The companies that are truly committed to integrating sustainability throughout their operations aren't doing this to look good - they understand the fundamental business value and opportunities it provides. They know that sustainable business planning won't just cut energy and natural resource costs, it will provide new business models along with product and service opportunities to meet the needs and expectations of a connected, changing society. Increasingly, sustainability will also give companies a crucial license to operate in countries, regions, states and cities where regulations enforce a more responsible way of working whatever their size.
That's why for the 6th Annual Social Media Sustainability Index we focused on what companies stand for and how effectively they communicate their sense of purpose. In 2015 GE and Unilever emerged as joint leaders of the Index. Both companies have multiple products, engagement strategies and awareness campaigns devoted to backing up their sustainability credentials and commitments (even though they don't necessarily use the term sustainability).
We studied the communication strategies of 475 companies in 2015 and selected a Top 100 for the Index. As you might imagine, different industry sectors look to play to their own strengths and specific sustainability concerns.
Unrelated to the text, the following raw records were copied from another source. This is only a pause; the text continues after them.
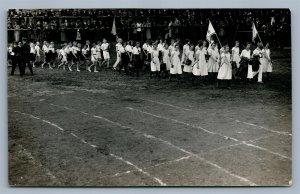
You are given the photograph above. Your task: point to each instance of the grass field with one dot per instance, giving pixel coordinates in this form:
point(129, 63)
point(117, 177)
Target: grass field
point(107, 129)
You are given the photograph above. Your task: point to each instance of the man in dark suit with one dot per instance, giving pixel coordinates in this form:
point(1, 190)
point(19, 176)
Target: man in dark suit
point(16, 58)
point(25, 57)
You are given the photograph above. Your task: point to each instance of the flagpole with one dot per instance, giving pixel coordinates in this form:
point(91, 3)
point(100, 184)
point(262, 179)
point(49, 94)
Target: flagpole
point(258, 34)
point(216, 35)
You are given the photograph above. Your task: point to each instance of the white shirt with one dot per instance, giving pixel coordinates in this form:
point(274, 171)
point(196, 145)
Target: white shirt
point(118, 46)
point(93, 51)
point(121, 49)
point(160, 46)
point(104, 46)
point(246, 54)
point(138, 25)
point(128, 48)
point(37, 50)
point(145, 46)
point(136, 51)
point(186, 48)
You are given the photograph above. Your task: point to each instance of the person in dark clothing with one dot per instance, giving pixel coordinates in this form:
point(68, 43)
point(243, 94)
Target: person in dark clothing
point(25, 57)
point(16, 58)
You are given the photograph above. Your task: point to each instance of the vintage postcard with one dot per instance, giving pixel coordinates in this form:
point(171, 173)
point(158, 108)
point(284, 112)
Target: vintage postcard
point(149, 97)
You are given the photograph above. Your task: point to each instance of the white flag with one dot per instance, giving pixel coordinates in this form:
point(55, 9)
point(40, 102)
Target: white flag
point(254, 32)
point(210, 32)
point(114, 29)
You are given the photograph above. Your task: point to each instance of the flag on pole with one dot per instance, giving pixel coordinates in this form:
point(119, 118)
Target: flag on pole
point(114, 29)
point(210, 32)
point(254, 33)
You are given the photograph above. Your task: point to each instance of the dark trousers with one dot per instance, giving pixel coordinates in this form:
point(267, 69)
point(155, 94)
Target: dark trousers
point(124, 63)
point(16, 62)
point(28, 64)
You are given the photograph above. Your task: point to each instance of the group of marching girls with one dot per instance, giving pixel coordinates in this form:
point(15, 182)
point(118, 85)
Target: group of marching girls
point(92, 56)
point(203, 61)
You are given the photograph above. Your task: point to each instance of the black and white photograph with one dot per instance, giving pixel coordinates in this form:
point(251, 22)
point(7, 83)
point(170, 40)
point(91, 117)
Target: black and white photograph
point(149, 97)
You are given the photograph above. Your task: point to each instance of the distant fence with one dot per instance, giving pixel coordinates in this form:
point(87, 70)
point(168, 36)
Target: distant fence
point(193, 33)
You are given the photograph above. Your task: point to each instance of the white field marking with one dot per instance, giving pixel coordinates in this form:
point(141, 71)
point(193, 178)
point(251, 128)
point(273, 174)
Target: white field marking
point(139, 169)
point(184, 123)
point(238, 121)
point(170, 162)
point(266, 150)
point(166, 104)
point(94, 146)
point(204, 160)
point(39, 164)
point(214, 133)
point(117, 174)
point(261, 127)
point(45, 121)
point(176, 147)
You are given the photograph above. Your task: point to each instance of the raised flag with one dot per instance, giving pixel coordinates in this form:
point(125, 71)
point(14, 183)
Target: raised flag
point(114, 29)
point(254, 33)
point(210, 32)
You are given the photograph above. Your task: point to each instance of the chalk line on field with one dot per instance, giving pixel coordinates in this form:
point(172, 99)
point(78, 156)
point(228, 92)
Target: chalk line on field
point(166, 104)
point(139, 169)
point(258, 126)
point(171, 145)
point(214, 133)
point(238, 121)
point(45, 121)
point(94, 146)
point(181, 122)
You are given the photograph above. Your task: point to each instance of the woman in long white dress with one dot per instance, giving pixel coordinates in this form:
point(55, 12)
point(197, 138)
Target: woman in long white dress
point(225, 71)
point(166, 63)
point(175, 63)
point(266, 61)
point(203, 67)
point(196, 68)
point(213, 61)
point(236, 54)
point(188, 53)
point(155, 63)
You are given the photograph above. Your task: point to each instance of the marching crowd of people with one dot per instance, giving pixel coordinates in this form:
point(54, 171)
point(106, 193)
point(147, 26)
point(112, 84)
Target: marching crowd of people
point(204, 62)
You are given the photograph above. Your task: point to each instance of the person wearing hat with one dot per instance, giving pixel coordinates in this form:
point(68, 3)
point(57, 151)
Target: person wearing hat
point(25, 56)
point(257, 67)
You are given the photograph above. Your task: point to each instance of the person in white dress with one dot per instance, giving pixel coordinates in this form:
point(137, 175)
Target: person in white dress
point(266, 61)
point(257, 54)
point(105, 50)
point(38, 52)
point(175, 63)
point(32, 54)
point(75, 52)
point(235, 51)
point(185, 50)
point(93, 58)
point(136, 57)
point(236, 54)
point(225, 71)
point(63, 57)
point(166, 62)
point(189, 60)
point(244, 68)
point(45, 49)
point(85, 52)
point(213, 61)
point(203, 66)
point(155, 63)
point(195, 66)
point(118, 45)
Technology and media companies like Microsoft, Intel and Time Warner Cable stress the importance of science, technology, engineering and mathematics (STEM) education - an issue particularly close to home along with encouraging coding for kids.
Food and beverage companies now finally realize that people really do care what goes into the products they consume. So, in the last 12 months, the likes of General Mills, McDonald's and Unilever have looked to communicate their use of healthier ingredients and a closer relationship to farmers. Many of the biggest consumer brands, meanwhile, have taken a strong stand on social issues like female self-esteem, gender equality and LGBT rights.
Ultimately, whether you're a start up or a multinational good sustainability communications starts with having a compelling story to tell, and being able to back it up. After all, as in all form of business, if you can't walk the talk no-one will believe in you.